Pikmin 3 Deluxe Review – 3 Stars

This time there are three astronauts stranded on an uncharted planet who must command seed-like aliens to help them survive. Once again it’s a puzzle of problem-solving built around multi-tasking. Every day you must gather the right mix of helpers to overcome obstacles between you and the food and fuel needed to keep you alive by nightfall and in the long term gather what’s needed to repair the ship to leave.

For players of the first two Pikmin games this must be familiar enough to feel like a remake, but with three astronauts instead of one, separated from each other after the crash, it means the story can shift between their different perspectives and situations creating a more sophisticated narrative. Their conversations help give the story depth and when you bring them together, the way your control of the game expands as you shift from one astronaut to another adds another dimension to the multitasking puzzles as you have to coordinate their efforts.

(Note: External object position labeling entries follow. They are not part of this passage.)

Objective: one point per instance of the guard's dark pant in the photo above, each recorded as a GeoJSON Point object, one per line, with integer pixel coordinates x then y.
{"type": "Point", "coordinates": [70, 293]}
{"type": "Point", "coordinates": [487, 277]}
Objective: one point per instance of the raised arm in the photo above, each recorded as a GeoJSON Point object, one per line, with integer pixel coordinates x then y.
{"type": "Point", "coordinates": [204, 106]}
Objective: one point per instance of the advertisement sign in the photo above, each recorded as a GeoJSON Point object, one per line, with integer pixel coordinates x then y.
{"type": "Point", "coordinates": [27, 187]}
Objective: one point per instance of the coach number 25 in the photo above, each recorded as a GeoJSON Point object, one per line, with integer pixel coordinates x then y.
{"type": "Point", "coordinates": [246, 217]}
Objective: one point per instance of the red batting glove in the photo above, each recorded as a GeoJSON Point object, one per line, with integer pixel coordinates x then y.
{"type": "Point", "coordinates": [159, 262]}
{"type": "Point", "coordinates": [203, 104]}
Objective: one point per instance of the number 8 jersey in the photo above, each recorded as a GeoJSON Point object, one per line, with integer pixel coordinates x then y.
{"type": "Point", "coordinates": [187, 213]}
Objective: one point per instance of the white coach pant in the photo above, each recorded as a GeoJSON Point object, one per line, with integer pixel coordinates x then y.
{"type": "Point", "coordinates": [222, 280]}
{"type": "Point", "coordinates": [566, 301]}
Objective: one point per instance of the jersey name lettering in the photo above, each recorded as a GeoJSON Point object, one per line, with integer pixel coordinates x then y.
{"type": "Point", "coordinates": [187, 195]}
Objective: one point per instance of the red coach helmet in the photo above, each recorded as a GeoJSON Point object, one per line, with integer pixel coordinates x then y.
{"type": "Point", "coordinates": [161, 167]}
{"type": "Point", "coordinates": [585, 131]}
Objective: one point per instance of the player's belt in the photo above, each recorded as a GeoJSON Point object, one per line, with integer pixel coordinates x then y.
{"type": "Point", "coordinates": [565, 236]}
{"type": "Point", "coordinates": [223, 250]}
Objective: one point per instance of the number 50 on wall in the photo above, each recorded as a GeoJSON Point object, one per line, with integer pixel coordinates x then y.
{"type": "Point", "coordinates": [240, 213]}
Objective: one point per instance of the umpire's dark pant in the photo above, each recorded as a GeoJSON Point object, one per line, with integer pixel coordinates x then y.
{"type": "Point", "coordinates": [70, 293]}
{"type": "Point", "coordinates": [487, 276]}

This means it’s a larger world as three astronauts can cover more ground and so you have to cope with longer distances to organize your troops for more complex situations.

Again, there a five kinds of Pikmin that can earn upgrades by drinking nectar with new flying and rock-smashing skills added to the mix. And again there are big boss creatures with surprising attacks to overwhelm, but the helpful twist is that you can command your Pikmin to “Charge” the creatures en mass, reducing the attrition from the first games where you had to lob the Pikmin to the fight one at a time.

The Deluxe Edition for the Switch tweaks the co-op mode so that two players can take on the game’s Story and Mission modes on the same system and adds a number of difficulty settings so you can tweak the game’s schedule and instead of racing for survival you can work out the multitasking puzzles at your own pace.

It’s this last change that I think might make the difference for many who have given up on the Pikmin games before. That’s the biggest value for a game I enjoyed, but just couldn’t shake the feeling that I’d played it before, having also enjoyed Pikmin 1 & 2.